Paul FAVIER

Paul FAVIER

University / Institution Dauphine
Country France
Nationality France
Seminar Group Group 1

Paper / Research Project

Interpretable Digital Traces: Mobile Wikipedia Usage and City-Level Tourism Demand

Abstract

As tourism demand measurement increasingly relies on proprietary and costly data, freely accessible digital traces offer a scalable alternative. We propose mobile Wikipedia pageviews as an interpretable, high-frequency proxy for city-level hotel demand, grounded in a behavioral distinction between platforms: mobile browsing captures on-the-ground information seeking by physically present visitors, while desktop browsing reflects remote planning. Using a daily panel of 704 French cities (2018–2025) matched to proprietary hotel records from Accor, a two-way fixed-effects design controlling for city-level and daily aggregate shocks yields a robust positive elasticity between mobile Wikipedia traffic and same-day hotel room-nights.
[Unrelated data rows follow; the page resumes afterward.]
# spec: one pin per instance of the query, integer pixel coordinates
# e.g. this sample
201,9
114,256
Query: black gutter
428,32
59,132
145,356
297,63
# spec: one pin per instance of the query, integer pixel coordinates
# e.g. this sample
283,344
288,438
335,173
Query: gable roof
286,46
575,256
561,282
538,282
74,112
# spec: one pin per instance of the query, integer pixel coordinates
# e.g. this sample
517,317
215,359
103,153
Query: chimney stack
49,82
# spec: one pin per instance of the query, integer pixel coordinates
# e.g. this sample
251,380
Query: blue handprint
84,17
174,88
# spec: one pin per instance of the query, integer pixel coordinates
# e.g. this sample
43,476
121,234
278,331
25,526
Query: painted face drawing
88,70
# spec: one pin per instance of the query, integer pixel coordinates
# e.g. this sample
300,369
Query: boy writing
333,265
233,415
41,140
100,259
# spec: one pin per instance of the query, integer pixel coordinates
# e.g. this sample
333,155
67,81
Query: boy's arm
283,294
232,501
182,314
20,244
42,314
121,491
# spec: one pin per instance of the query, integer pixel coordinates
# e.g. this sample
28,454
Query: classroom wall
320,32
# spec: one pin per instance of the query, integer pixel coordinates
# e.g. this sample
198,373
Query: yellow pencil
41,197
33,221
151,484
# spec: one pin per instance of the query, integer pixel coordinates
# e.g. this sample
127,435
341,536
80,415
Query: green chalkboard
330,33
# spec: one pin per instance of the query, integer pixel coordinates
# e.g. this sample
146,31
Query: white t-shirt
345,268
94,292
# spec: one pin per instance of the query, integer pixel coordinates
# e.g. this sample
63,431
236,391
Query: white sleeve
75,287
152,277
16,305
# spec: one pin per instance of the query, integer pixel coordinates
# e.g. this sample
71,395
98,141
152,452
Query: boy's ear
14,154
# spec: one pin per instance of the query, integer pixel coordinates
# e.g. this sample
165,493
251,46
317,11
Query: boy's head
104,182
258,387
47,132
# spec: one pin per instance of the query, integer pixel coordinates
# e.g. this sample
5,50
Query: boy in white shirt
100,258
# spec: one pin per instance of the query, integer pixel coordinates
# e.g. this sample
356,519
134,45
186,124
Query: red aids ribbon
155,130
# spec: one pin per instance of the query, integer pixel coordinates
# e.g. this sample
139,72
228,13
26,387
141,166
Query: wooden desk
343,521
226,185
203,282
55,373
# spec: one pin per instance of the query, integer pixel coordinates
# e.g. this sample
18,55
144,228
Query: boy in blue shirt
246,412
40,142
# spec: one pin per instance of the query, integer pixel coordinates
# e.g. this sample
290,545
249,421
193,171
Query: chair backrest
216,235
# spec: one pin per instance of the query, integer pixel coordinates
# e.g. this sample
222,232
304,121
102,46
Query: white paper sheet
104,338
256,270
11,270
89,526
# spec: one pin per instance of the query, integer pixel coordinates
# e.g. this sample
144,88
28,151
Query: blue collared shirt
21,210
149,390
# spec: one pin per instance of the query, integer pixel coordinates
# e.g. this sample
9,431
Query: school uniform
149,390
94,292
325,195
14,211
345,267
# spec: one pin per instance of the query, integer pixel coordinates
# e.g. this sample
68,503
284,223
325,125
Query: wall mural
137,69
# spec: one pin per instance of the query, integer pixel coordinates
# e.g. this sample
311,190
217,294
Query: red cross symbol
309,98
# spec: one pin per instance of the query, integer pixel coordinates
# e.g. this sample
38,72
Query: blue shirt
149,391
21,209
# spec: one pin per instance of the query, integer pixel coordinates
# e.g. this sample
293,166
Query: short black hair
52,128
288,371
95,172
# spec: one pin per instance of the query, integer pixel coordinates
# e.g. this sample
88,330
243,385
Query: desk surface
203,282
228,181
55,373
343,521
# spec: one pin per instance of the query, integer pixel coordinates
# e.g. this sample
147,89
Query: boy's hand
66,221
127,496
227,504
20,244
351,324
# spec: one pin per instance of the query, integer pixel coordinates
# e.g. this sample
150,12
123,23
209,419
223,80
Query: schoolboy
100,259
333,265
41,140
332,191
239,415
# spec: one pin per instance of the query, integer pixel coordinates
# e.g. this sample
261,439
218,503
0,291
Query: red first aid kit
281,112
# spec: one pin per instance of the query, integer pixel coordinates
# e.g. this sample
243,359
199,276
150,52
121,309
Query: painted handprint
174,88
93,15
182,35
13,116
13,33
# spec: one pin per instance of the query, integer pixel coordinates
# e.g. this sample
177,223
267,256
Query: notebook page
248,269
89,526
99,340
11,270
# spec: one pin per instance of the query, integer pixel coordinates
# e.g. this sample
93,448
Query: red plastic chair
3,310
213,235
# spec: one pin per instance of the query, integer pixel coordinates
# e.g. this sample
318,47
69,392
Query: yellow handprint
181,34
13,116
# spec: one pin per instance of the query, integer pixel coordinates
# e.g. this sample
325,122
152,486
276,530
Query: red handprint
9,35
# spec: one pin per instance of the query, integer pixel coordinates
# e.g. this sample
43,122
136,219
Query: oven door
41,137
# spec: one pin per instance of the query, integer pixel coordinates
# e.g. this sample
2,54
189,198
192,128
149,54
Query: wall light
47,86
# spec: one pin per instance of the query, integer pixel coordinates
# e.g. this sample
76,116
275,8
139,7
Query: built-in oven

A COVID-19 natural experiment, exploiting the asymmetric collapse of mobile relative to desktop views during lockdowns directly validates the physical-presence mechanism. Our central contribution is a systematic decomposition of this relationship at the city level, revealing that virtually all dispersion in destination-specific effects reflects true signal differences rather than estimation noise. The indicator performs best for internationally recognized tourist destinations and weakens or reverses sign for business-dominated and transit cities. A typological analysis identifies day-of-week desynchronization between Wikipedia activity and hotel demand as the main mechanism behind negative effects. Taken together, these findings map the boundary conditions under which mobile Wikipedia traffic constitutes a valid, cost-free tourism nowcasting instrument, with direct implications for destination monitoring and tourism policy.